Viewing Angles, Uniformity, Response & Lag
To learn how we measure screen uniformity, please click here.
VA screens don’t typically do that well in our off-axis viewing tests. Performance falls somewhere between IPS and TN in that regard. You can see that detail is preserved well, but there is a significant light falloff and color shifts towards red. The same behavior is present in both the horizontal and vertical planes. In actual use, the curve might help mitigate this slightly, but at 4000mm, its radius is pretty subtle.
Screen Uniformity
Our C2783FQ sample shows excellent screen uniformity in the black, white, and color tests. In fact, all the VA panels here look pretty good. This contributes significantly to the excellent ANSI contrast result we saw earlier. To find such quality in a value-priced display speaks positively of AOC’s reputation. We’ve measured a few premium screens that didn’t look this good.

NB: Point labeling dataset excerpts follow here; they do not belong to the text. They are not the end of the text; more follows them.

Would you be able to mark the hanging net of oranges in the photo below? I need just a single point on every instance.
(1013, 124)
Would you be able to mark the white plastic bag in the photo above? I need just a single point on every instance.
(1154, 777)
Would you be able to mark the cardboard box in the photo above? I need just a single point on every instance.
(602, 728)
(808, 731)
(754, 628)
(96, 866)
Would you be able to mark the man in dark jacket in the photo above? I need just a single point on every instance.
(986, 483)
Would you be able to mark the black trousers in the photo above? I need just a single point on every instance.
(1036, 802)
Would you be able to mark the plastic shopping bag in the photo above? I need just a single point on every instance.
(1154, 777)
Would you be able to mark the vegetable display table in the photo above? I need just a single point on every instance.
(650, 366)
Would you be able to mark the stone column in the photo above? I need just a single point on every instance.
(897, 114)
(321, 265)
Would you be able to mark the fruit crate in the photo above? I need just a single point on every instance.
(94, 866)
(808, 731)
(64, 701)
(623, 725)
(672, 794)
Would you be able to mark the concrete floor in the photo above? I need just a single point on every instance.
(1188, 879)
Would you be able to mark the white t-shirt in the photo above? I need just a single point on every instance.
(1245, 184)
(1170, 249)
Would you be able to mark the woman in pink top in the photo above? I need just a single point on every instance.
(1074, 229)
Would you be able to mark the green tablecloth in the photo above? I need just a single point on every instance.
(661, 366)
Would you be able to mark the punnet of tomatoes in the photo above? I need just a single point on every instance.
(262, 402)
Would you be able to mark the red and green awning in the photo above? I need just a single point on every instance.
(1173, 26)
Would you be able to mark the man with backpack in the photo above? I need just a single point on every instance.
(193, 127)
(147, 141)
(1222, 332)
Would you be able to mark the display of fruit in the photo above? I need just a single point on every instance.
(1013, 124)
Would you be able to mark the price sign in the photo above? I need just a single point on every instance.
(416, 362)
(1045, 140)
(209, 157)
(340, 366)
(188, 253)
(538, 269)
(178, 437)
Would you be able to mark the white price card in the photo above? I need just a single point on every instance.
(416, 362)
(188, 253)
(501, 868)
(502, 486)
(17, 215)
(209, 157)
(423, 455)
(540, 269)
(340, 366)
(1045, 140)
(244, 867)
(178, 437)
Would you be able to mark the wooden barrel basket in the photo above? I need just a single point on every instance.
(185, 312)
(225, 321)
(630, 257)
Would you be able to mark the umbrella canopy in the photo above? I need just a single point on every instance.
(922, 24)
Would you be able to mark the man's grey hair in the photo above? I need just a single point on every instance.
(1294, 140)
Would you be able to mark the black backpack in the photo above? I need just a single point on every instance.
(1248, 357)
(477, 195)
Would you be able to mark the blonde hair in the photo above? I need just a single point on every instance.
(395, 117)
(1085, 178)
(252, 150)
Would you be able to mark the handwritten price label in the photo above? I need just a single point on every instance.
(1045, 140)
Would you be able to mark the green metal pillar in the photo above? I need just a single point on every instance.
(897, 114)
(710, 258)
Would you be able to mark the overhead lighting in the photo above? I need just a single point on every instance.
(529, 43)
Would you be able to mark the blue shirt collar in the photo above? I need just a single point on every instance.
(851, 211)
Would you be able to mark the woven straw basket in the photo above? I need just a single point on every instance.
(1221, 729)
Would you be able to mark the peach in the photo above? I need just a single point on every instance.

Pixel Response & Input Lag
Please click here to read up on our pixel response and input lag testing procedures.
Without adaptive refresh and at least 100Hz, gamers aren’t likely to want the C2783FQ. But for those looking to buy into the curve as cheaply as possible, it makes a decent gaming screen. The draw time is what you'd expect for a business-class monitor, but input lag is quite low for a 60Hz panel. It takes the title of “best of the rest” as only the higher refresh rates of the C3583FQ and Z35 can top it.